Think about how you have to update your phone, computer and apps constantly. You keep pressing “remind me later” cause you don’t want it to interrupt your time doing something else like scrolling through your Twitter feed. Eventually, we let everything update, and we’re pleased because everything seems to be running a little bit faster.
In this day and age, new technology is discovered frequently and we all have to keep up. Technology is always being updated to be better and faster, and that’s what people expect. When you are modernizing your IT infrastructure there are some key points you should keep in mind.
The government’s always been under pressure to keep up with the times and modernize their IT infrastructure. But problems occur when new processes have to be put in place alongside legacy IT and infrastructure. How can you keep the balance of modernizing while not disrupting existing technology?
During the recent GovLoop online training, Modernizing your IT Infrastructure: Blending Innovative and Conventional Technologies, we heard from Jim Tunnessen, Chief Technology Officer from the U.S. Department of Agriculture and Adam Clater, Office of the Chief Technologist, North American Public Sector from Red Hat.
All the speakers focused on one particular theme: that there needs to be understanding and transparency between all parties. So, how can you make the transition to modernize your IT infrastructure smoother?
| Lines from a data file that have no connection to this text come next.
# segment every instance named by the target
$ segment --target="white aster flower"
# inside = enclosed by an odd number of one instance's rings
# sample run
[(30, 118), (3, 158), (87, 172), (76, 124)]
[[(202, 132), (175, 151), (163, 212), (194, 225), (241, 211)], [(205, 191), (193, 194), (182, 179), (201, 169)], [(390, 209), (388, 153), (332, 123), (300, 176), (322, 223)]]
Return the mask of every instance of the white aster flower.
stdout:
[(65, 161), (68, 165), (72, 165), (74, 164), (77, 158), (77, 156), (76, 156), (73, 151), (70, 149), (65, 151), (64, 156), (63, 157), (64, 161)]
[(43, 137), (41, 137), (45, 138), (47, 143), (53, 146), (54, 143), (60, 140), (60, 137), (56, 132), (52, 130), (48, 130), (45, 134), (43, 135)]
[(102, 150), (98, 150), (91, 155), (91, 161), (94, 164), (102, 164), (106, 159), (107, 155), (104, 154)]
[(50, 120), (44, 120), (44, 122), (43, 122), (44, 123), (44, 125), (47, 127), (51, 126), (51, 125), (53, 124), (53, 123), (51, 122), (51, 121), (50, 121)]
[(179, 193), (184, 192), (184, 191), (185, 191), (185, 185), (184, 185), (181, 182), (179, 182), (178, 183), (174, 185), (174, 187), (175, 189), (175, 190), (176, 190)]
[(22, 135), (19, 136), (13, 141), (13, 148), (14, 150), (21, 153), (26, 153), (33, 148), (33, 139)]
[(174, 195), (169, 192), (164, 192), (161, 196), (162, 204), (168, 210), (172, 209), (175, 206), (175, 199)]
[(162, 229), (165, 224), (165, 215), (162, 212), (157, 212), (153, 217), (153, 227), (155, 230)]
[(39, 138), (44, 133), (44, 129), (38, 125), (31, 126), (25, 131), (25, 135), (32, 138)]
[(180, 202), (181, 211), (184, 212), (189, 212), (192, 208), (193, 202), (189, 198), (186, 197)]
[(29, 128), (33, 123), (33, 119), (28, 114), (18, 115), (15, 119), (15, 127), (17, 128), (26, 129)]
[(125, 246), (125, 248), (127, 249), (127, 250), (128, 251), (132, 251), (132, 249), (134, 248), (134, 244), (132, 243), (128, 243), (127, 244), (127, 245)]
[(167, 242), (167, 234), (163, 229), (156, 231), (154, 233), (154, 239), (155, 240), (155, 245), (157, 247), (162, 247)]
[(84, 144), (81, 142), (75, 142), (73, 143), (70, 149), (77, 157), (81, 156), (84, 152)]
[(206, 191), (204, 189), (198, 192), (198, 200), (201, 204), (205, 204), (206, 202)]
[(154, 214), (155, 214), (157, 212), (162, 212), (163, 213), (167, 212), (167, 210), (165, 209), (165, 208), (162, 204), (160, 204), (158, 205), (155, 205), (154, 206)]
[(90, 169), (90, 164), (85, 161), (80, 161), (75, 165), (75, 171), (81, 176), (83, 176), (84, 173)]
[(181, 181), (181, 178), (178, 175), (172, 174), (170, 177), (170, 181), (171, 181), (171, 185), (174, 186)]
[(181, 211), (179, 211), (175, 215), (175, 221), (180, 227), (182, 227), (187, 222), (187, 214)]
Be in the loop. Knowing what’s going on around you is always helpful, especially with technology. Be informed with what your agency is using for their IT infrastructure and follow them on social media or their blog to see what they are up to. There is always something new and updates needed. When you are in the loop on what’s happening by talking to others, it’s easier to create a plan of action.
Communicate. A lot of teams are going to be involved in this process – so they need to be sure to be talking to one another. “The line of business is working closer with the developers and operations,” said Clater. The people involved should be informed about what’s going on with each department and understand the whats and the whys.
Accept risks. “Be able to accept the risk and move forward,” said Tunnessen. This point is crucial to remember because not everything you try will be successful. You will fail and then learn from your failure. But for every failure you make, there will be something gained.
Modernizing your IT infrastructure will be a transition because you don’t want to change everything drastically that no one has any idea what’s going on. But remembering these steps will help you have a smoother transition. Be clear with each step taken and learn along the way and know: it is all a part of the process. By figuring these things out, the government can find the best way to modernize their IT infrastructure.